Meg, for my last question, I want to ask, what else do you want to do in your career? As a scientist, as a, I don’t know if activist is the right word, even though it might be a lowercase ‘a’, activist, right? What are the things, first, scientifically that continue to excite you and engage you and you think are worth your time and effort? And then what do you want to do on the sociological side because, as we both know, right, that the games that have been made—first of all, there can always be backtracking and, second, whatever those games are, they need to be built upon because they’re not, by any means, fully realized? So, I wonder if you could speak to both of those things in terms of your ongoing goals looking to the future?
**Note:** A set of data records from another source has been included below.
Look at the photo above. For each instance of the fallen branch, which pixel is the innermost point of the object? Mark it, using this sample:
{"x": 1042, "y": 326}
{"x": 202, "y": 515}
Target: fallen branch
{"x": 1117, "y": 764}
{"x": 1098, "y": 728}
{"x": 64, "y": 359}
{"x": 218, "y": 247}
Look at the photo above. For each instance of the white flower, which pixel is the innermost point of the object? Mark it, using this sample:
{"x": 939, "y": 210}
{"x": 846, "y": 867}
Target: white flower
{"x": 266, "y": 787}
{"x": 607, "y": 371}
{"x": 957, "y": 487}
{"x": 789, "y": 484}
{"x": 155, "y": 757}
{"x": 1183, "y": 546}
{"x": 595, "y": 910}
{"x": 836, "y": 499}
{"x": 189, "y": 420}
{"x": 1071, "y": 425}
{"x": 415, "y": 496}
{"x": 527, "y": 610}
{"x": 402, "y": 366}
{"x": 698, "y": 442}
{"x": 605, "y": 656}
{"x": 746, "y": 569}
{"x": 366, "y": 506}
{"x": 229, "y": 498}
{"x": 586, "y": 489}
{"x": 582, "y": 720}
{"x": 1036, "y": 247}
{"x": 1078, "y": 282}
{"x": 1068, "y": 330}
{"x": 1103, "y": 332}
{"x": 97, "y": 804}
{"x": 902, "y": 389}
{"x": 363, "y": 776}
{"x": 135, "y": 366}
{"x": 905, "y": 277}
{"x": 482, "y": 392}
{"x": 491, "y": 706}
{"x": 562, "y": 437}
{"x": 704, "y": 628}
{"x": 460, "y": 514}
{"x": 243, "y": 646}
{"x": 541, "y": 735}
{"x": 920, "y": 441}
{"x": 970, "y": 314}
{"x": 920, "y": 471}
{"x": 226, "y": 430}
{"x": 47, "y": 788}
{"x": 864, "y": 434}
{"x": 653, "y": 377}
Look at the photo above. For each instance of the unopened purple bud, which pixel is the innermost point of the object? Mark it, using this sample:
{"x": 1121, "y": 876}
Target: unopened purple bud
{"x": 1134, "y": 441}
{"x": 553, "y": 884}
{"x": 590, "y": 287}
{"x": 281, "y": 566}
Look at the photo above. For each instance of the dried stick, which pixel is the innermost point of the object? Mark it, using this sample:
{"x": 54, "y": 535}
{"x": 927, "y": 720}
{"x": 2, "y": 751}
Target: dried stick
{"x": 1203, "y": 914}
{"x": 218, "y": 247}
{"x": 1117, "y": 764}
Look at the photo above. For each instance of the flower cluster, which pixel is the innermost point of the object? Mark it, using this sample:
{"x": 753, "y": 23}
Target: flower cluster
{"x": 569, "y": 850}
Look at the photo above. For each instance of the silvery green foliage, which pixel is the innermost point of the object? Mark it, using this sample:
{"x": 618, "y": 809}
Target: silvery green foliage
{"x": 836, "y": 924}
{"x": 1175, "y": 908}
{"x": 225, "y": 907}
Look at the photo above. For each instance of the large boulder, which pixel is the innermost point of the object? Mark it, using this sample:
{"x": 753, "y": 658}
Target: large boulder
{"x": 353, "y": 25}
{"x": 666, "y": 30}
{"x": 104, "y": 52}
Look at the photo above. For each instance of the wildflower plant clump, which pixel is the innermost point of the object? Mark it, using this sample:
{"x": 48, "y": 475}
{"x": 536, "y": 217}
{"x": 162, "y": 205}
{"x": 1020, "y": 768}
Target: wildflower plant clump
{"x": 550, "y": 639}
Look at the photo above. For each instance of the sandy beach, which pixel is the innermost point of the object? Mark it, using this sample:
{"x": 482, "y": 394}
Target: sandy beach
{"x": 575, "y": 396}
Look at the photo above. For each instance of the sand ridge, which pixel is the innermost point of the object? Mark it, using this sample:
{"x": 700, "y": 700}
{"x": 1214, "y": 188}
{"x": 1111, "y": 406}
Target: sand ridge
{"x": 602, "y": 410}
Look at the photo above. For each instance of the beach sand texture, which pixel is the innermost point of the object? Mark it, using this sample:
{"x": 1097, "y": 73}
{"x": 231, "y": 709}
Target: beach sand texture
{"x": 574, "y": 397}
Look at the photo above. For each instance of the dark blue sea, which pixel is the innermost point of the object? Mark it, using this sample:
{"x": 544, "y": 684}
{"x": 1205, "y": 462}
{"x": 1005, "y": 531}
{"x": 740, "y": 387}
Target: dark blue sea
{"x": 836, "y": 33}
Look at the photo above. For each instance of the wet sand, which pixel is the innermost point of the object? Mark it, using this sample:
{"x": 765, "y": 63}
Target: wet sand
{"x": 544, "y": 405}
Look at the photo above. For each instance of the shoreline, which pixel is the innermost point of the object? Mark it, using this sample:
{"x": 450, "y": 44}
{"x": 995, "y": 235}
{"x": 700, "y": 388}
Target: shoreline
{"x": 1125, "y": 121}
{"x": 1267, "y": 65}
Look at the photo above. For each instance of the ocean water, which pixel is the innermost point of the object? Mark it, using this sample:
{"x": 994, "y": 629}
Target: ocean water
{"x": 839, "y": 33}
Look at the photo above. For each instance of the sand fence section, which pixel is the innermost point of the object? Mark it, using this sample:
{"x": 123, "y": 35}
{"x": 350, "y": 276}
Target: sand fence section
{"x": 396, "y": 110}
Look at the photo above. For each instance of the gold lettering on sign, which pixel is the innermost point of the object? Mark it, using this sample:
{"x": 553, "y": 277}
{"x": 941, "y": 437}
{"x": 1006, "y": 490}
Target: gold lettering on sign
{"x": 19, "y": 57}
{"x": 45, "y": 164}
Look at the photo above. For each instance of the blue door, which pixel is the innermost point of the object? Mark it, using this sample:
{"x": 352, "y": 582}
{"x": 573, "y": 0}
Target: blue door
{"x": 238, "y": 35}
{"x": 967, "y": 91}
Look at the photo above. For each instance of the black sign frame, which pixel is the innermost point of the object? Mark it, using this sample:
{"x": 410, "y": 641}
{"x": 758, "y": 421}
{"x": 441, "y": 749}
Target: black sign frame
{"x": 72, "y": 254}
Yeah. Well, scientifically I’m excited about some new information that we’re getting. Like the eROSITA satellite, for example, is an X-ray satellite that will be doing the first all sky deep survey since 30-40 years ago. So, new information that’s all about black holes growing. We’ll be able to go to much higher redshift [greater distances], maybe address these issues of early black hole growth, etc. I think that’s really cool. I like the idea of—I love having students and postdocs, especially students though. Training them to think and question their results and—I really enjoy that. So, I kind of have a short time horizon and I don’t really think ten years out; I just think about what’s interesting now. But I vote with my feet. So, I’m thinking about what is it I actually want to do? I want to make my profession better. I do want to make my profession better. And whether that means my department, my university; I’ve just been elected to our faculty senate and the executive council. I want to make sure we do better in terms of—I think we have a lot of good values at Yale and especially the administration is pretty evolved. But we don’t put our money where our mouth is. We don’t actually get it done. Yeah. So, there are a lot of things I think we could do better and I want to try to help make those things happen. [pause] Yeah. I have about a five-year horizon, max, I think. And then we’ll see. Then we’ll see what happens. I mean, one of the things in science is things change rapidly.
Yeah.
And, there was just a paper today I saw on—I saw it on press release about finally explaining those first two merging black holes, the first LIGO result. They were a weird mass and these guys have a good explanation for that mass. That’s really interesting. I love seeing us make actual, real progress in understanding the universe. And I want to contribute in my own little way to that, you know?
Meg, it’s been awesome speaking with you. I really want to thank you for spending the time with me.
Oh, it’s been a pleasure. Thank you for asking me.